We study the mechanisms regulating the synthesis, translocation, and maturation of secretory and membrane proteins at the mammalian endoplasmic reticulum (ER). A complex macromolecular assembly at the ER, termed the translocon, serves as a protein-conducting channel where substrates enter the secretory pathway. The translocon participates in diverse cellular activities that range from the import of secretory proteins to the topogenesis and assembly of complex multi-spanning membrane proteins to the export of misfolded substrates from the ER to the cytosol for degradation. Still largely unknown are the mechanisms that allow the shared translocon to accommodate such an extensive range of substrates efficiently yet accurately. The principal goal of our ongoing studies is to define the molecular mechanisms and components of the translocon that recognize the information in the primary sequence of the translocon’s substrates and thus mediate their proper vectorial transport, asymmetric topogenesis, and membrane integration. By comparing the steps involved in the biosynthesis of normal versus disease-associated variants of secretory and membrane proteins, we are formulating and testing in vivo a set of hypotheses about the molecular basis of particular diseases of the early secretory pathway.

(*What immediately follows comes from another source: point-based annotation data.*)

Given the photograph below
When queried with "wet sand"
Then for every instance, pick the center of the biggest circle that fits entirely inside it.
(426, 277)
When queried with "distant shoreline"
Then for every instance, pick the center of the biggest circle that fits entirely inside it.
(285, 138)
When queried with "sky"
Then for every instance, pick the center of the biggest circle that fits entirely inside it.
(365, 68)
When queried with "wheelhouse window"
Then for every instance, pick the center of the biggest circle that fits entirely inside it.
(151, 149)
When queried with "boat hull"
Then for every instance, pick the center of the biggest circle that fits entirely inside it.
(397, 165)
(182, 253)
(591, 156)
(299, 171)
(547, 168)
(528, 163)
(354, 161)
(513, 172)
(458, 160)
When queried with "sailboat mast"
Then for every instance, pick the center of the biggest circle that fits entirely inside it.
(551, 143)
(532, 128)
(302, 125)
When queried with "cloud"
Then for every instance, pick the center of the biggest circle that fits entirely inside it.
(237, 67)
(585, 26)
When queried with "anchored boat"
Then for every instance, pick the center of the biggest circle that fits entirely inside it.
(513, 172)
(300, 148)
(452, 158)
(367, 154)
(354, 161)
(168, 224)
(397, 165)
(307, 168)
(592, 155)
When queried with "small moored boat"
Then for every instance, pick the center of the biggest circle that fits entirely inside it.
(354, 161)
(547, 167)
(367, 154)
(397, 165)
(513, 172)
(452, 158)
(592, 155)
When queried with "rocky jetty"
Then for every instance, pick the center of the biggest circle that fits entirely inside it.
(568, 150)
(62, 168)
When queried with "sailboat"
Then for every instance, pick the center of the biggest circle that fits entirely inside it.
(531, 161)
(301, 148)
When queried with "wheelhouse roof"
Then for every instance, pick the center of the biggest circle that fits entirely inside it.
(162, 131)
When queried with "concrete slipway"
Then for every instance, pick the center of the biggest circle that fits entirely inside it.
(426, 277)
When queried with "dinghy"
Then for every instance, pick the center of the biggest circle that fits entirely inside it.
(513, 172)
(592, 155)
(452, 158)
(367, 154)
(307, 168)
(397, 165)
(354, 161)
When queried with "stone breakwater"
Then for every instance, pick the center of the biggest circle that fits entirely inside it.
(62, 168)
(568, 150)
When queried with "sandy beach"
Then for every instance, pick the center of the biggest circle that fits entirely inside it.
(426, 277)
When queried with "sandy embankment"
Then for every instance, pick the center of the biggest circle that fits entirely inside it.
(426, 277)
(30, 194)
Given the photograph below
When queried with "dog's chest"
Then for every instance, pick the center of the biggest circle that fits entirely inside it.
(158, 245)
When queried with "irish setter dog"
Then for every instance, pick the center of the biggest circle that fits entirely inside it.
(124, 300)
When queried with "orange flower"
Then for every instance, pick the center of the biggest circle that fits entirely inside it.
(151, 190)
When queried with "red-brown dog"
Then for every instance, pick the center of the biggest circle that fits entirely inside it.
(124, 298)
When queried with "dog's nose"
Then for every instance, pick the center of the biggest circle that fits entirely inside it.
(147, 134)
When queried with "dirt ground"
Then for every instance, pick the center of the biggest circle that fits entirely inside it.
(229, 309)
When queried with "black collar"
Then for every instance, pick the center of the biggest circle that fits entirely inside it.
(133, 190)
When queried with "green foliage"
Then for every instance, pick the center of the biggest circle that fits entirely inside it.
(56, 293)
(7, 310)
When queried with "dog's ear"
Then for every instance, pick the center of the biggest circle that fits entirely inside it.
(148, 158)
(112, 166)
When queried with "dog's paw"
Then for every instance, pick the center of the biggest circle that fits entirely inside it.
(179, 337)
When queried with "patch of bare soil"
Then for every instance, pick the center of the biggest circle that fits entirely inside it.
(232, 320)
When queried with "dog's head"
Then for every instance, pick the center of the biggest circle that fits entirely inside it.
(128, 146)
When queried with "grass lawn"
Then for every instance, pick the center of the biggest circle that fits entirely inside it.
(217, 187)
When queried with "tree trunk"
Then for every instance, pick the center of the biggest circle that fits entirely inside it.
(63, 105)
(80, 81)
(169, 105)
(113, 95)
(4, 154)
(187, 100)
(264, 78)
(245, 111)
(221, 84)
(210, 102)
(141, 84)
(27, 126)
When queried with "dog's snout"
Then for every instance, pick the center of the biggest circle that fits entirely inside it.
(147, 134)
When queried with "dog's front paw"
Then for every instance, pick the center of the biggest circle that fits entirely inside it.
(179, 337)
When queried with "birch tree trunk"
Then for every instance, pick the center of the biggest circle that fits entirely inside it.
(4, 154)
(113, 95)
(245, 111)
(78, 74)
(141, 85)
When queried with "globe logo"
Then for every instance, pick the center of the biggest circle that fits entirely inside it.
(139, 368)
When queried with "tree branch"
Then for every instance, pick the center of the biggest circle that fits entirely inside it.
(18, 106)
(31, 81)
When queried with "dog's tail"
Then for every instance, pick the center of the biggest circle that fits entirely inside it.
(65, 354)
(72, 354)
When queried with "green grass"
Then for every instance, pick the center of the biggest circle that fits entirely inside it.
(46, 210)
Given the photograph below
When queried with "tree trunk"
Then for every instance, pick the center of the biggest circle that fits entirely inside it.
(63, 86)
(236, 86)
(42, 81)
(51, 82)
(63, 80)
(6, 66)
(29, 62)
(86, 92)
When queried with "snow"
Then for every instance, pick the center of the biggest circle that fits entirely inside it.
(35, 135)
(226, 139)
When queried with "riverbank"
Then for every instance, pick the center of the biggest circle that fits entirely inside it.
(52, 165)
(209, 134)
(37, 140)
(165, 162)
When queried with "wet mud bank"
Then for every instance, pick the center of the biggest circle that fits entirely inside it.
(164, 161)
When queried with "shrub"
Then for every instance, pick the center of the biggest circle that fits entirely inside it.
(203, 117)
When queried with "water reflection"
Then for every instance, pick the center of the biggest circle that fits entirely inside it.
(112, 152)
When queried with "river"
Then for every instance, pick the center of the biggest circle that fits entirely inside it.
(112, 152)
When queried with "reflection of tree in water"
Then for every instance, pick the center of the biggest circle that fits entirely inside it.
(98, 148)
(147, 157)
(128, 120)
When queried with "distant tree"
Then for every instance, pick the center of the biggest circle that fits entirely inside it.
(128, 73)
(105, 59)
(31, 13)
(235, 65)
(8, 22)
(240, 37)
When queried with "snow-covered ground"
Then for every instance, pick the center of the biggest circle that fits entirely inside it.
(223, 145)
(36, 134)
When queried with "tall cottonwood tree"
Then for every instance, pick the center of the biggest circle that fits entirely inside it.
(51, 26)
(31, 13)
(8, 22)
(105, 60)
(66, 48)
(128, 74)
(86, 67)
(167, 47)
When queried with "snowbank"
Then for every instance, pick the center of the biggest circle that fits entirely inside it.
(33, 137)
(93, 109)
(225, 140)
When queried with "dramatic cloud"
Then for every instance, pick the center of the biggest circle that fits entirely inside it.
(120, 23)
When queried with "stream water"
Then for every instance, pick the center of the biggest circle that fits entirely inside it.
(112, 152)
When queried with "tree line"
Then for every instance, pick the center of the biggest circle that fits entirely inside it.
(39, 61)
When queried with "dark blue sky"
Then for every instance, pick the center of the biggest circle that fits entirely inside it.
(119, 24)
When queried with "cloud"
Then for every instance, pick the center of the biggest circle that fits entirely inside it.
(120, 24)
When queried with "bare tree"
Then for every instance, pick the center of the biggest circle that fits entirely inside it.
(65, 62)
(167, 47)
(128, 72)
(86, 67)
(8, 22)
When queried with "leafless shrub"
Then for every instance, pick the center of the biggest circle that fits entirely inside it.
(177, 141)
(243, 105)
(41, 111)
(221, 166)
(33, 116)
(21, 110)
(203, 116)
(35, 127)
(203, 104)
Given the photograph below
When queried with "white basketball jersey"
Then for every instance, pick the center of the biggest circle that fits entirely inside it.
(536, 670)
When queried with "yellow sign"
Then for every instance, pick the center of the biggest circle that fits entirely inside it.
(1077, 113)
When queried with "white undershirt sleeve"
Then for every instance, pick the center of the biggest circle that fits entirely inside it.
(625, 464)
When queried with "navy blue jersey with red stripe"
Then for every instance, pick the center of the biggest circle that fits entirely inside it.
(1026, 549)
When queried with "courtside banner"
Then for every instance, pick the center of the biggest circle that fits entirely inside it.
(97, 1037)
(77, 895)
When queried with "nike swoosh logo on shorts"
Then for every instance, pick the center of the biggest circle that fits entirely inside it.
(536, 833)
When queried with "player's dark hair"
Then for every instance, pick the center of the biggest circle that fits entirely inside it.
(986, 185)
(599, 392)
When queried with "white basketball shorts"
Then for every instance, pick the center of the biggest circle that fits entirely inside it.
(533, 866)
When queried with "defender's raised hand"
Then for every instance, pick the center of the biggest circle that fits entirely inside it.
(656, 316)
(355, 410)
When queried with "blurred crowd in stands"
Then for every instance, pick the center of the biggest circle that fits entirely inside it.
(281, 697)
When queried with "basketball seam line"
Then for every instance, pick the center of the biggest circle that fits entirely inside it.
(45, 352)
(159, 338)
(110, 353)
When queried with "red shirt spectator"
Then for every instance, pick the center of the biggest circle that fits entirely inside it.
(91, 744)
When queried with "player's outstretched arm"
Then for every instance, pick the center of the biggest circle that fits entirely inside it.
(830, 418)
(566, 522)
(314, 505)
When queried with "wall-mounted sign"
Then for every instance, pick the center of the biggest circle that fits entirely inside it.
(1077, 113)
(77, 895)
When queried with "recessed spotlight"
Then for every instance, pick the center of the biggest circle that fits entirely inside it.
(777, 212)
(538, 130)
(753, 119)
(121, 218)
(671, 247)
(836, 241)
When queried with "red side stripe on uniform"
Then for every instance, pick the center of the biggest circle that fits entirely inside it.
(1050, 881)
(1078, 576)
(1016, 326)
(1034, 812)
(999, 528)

Prion protein cell biology and neurodegeneration
Rane, Chakrabarti, Ashok, Hegde N, Hegde R; in collaboration with Feigenbaum
The prion protein (PrP), a brain glycoprotein involved in various neurodegenerative diseases, has proven to be a particularly instructive example of complex and highly regulated translocation. In addition to PrP’s notoriety as the putative “protein-only” infectious agent in prion diseases, its biogenesis at the ER is unusual in that an initially homogeneous cohort of nascent PrP chains gives rise to four distinct topologic forms: a fully translocated form (termed secPrP), two transmembrane forms that span the membrane in opposite orientations (NtmPrP and CtmPrP), and a cytosolic form (cyPrP). In vivo studies have revealed that even a slight overrepresentation of the CtmPrP topologic form results in the development of neurodegenerative disease in both mouse model systems and naturally occurring human disease. Furthermore, cyPrP can be both aggregation-prone and neurotoxic under some circumstances.
To gain insight into how the variants are initially generated, we are dissecting the pathways of PrP biogenesis and degradation. Our results indicate that the decisive event in avoiding the generation of both potentially harmful forms of PrP (CtmPrP and cyPrP) is the signal sequence–mediated translocation of the N-terminus of PrP into the ER lumen. The use of a constitutive, highly efficient signal sequence can substantially reduce the generation of CtmPrP and cyPrP. The consequences of this manipulation in a cultured neuronal cell line are a marked reduction of cytotoxic and aggregation-prone variants of PrP and protection from apoptotic cell death. The results define a pathway for the normal biogenesis of PrP and demonstrate that the total cellular burden of cytotoxic forms of PrP is controlled primarily during PrP’s initial translocation into the ER. We have created transgenic mice to determine whether CtmPrP-mediated and cyPrP-mediated neurodegeneration can be averted in vivo by modulating this newly discovered step during PrP biogenesis. We are also investigating the pathways by which the cell normally metabolizes various forms of PrP in order to determine whether modulation of these metabolic events is involved in the progression of neurodegeneration. We expect that a combination of defects in biosynthesis and/or clearance of certain forms of PrP collaborates to cause eventual neuronal dysfunction and death. Conversely, manipulation of these events may be able to slow or reverse the neurodegenerative process.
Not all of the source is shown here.